You would want to check on the requirements for the soil and water, and potential for pests, but I would probably go this way instead of a fence. Start the hedge alongside a five wire barbed wire fence, and you will have a significant barrier. The hedge will just grow up around it. My only caveat would be not to skimp on the soil amendments. I'd trench up the area about a foot deep and have a good mix of compost and topsoil and time release fertilizer put in, along with a couple of irrigation pipes with emitters or replaceable drip hose at ground level. Have it professionally trimmed *at a truncated pyramid angle instead of straight up and down* with a planned first stage at four feet height and a foot wide at the top, then once the branching has filled in, allow it to go to five or six feet and two feet wide, or whatever is allowed. You'll get a thicker hedge wall that way, and denser outer foliage.
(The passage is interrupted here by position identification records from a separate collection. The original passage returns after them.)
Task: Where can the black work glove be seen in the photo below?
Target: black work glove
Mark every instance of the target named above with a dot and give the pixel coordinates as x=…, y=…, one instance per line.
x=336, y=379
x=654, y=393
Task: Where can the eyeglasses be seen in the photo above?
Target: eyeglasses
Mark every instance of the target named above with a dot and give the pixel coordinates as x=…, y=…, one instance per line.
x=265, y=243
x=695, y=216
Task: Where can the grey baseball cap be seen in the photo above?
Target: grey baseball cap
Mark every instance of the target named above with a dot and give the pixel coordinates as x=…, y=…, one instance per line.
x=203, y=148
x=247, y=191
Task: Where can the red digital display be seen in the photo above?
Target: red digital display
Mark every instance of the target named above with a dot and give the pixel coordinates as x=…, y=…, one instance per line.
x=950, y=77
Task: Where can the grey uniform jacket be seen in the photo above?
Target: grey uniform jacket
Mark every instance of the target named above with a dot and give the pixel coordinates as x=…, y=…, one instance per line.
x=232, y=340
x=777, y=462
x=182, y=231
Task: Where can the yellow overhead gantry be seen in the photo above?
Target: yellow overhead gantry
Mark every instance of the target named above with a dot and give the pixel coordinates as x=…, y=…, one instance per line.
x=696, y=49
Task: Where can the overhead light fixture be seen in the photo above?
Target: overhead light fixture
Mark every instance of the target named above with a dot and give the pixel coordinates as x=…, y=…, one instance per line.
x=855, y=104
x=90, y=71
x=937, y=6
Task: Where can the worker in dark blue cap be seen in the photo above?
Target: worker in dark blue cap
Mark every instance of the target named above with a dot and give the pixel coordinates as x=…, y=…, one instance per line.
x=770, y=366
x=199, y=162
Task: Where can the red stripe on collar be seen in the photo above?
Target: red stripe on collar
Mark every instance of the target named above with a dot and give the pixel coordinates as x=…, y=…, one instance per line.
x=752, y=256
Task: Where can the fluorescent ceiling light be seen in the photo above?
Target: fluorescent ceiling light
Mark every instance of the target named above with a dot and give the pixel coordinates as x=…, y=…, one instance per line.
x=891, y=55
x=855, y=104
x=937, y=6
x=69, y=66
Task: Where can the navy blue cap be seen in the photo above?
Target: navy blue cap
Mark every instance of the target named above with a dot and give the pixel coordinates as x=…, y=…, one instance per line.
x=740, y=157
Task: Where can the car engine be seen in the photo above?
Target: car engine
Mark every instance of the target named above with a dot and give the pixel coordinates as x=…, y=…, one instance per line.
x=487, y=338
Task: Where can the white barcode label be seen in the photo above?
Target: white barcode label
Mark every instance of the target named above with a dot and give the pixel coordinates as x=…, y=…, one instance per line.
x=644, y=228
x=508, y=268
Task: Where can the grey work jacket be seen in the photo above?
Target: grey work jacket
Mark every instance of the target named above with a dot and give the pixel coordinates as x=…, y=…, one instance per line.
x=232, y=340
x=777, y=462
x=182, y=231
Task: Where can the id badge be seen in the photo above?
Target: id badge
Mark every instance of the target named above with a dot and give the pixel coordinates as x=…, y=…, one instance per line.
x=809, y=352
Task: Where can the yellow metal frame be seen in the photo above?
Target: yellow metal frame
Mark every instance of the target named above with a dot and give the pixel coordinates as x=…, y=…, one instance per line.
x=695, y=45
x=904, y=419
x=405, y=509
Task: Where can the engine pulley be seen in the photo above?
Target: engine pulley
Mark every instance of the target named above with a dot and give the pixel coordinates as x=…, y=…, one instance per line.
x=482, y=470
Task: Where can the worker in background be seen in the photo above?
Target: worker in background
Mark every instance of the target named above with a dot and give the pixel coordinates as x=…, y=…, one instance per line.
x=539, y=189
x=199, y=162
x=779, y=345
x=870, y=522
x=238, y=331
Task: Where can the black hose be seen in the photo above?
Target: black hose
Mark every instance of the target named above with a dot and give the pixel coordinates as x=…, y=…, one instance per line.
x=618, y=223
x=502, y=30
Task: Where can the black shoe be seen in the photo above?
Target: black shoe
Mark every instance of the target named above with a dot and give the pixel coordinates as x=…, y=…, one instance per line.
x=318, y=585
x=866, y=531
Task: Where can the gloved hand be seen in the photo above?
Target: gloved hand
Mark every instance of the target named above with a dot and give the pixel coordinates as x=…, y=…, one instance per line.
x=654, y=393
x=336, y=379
You will have to have the hedge trimmed at least twice a year, but the wall would require painting and maintenance that would be more than that.
When I lived over in the eastern panhandle of WV, cedar was the predominant evergreen. I helped a friend of mine gather over 200 transplants (native) and we placed them 2 deep along his cattle fence that bordered a pain in the butt neighbor of his. Within 3 years they grew to 10ft and provided a total barrier. He then planted another row of hedgeapples (Osage trees) 5ft behind the cedars, which will grow into an impenetrable thicket of bush with an array of 1-2" thick thorns.
I seriously doubt the neighbors pit bull will ever get thru. And if they do- his donkey will kick the living **** out of it (which they already killed one of his neighbors pitbulls).
Galvanized fencing might be an alternative and can be backed by vine-type plantings indigenous to your area which will quickly grow to afford you privacy and also be way more aesthetically appealing than a concrete block wall which just seems so, well, very tacky and unappealing. "Real" brick could be quite lovely as could a masonry-crafted local or imported wall of local stone but both of those will entail the expenditure of multi $$s and I doubt you'd be posting here if you were in the multi-millionaire club. Cheers!